In regards to my thoughts of Puerto Rico as a whole before this trip compared to now, it has been a heavy thought process. I don't feel like I'm in the United States sometimes, but then I remember yes I am. We often slip up and say "well in the US.. I mean on the mainland", and although it doesn't mean much in the moment there is a deeper disconnect. PR citizens aren't allowed vote nationally. They are treated like second class citizens not only federally, but also locally. They aren't afforded the same opportunities or education. This is how they treat their "colonies". So while it may not feel like the US, it is. This is also how people are treated at home, but it's more discreet.

Part of what I think also affects me constantly having to remind myself that I am in the US is the language barrier. When we drive around a lot of the signage is in Spanish, store names are mixed, depending on the store items and signage in the store may be mixed, and in school, specifically higher levels, the teachers may speak Spanish but the books will be in English because they probably have federal education requirements. Although there is a large Latin population where I live, there is not that much conjunction of languages. I could not imagine living in a place where you are practically required to learn 2 languages if you want to get anywhere, but also if you go to a bilingual schools all your life this is normal (but it's still difficult). Spanglish is the literal language of Puerto Rico.

Another thing I've been reflecting on personally is how racism presents itself on the island. When Nani had told us that she doesn't really see racism as an issue, I trusted her judgment and let my guard down a little. After visiting Loiza and then the mall in San Juan the next day, I clearly saw the differences and it was very apparent to me that racism does exist. It's not in your face interpersonal and social racism, but it is structural and a little cultural. The primary divider is classism because people live where they can afford to live, but based on the country's history that has also divided people by race. At this point the structure of the system is what maintains those divisions and reinforces all of the other social constructs that have divided us for years. That's why in Loiza, "that's where you really see a lot of the African influence". It wasn't an accident that they've stayed in the same area all this time, but I do appreciate the culture that comes out of those "untouched" communities.
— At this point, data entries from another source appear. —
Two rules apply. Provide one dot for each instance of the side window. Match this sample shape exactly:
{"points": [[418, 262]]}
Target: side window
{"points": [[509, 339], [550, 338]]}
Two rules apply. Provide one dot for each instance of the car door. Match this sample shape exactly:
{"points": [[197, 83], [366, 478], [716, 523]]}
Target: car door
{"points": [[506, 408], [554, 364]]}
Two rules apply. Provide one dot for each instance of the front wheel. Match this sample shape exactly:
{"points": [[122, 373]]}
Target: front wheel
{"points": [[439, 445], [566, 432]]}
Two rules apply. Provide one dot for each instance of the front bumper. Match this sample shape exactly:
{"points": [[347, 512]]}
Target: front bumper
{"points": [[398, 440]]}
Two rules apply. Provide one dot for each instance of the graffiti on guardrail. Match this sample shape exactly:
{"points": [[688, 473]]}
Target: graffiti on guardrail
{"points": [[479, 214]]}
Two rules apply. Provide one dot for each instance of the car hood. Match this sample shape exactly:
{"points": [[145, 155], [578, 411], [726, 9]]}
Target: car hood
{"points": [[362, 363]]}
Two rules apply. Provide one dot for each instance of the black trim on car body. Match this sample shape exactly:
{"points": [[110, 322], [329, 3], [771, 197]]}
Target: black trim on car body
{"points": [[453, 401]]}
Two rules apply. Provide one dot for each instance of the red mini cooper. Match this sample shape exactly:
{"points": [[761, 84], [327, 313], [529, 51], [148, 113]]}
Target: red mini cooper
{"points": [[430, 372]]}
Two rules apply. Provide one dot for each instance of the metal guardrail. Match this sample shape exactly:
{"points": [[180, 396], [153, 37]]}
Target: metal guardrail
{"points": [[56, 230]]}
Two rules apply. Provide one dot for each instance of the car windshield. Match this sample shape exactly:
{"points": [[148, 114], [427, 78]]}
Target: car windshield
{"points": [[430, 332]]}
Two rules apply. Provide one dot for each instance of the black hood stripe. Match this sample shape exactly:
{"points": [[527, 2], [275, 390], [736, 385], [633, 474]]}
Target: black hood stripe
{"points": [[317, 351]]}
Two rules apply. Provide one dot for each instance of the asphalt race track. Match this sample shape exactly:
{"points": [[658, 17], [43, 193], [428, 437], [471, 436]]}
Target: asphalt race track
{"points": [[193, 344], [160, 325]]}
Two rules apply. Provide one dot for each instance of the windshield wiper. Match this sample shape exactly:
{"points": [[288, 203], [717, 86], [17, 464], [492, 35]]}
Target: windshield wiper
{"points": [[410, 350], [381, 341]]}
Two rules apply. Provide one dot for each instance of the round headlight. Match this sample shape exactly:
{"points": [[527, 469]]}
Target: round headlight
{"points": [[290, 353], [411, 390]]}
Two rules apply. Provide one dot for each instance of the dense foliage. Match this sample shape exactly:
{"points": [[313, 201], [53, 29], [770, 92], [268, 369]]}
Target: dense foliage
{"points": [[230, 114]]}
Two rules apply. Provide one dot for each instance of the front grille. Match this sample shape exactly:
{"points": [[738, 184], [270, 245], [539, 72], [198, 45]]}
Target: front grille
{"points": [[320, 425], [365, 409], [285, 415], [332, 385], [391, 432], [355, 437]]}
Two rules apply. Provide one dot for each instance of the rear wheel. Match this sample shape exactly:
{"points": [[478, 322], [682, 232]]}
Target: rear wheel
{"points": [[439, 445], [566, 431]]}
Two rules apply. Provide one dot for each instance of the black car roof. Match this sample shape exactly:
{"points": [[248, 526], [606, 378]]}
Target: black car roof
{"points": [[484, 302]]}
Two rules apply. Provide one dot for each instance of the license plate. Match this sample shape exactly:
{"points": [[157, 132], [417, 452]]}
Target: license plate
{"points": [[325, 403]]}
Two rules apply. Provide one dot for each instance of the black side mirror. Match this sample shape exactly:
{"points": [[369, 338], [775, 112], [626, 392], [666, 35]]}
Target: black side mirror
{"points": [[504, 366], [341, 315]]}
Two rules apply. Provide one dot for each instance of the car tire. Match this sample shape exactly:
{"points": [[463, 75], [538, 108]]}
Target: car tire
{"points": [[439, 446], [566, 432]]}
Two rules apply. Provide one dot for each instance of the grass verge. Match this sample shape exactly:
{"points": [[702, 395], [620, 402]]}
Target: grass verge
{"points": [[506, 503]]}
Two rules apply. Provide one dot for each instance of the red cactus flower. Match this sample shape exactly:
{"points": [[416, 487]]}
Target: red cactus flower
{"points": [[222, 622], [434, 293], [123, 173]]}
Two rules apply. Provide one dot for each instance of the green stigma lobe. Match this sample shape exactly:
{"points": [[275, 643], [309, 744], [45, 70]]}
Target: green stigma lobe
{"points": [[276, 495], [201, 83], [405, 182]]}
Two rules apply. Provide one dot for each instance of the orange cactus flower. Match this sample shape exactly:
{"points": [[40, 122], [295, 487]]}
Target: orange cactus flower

I also haven't seen a lot of the island so my ideas could be off.

Overall, I am enjoying all of the learning experiences that I am having. Environmental science is appealing to me, but the progressiveness of this island and push to protect their island is so evident in that area. After all the beers were out of the plastic holder, the guy we were talking to broke all of the rings. I haven't seen anyone do that for a long time, partially because I don't drink anything packaged like that, but also because not many people know that breaking the rings could save an animals life if somehow that trash makes it out of its containment. I also love that plastic bags are banned. I'm not sure what's taking the other states so long to do it since Aldi is doing just fine. Manuel from Aprodec also has such a brilliant mind. You can tell that he has honed his craft and is very passionate about what he does. I would love to spend a month just learning a fraction of what he knows.

Finally, I do agree that the hurricane and earthquakes have started a new era for Puerto Rico. The emphasis on sustainability and humanity can be felt at every site and throughout all of my experiences here thus far.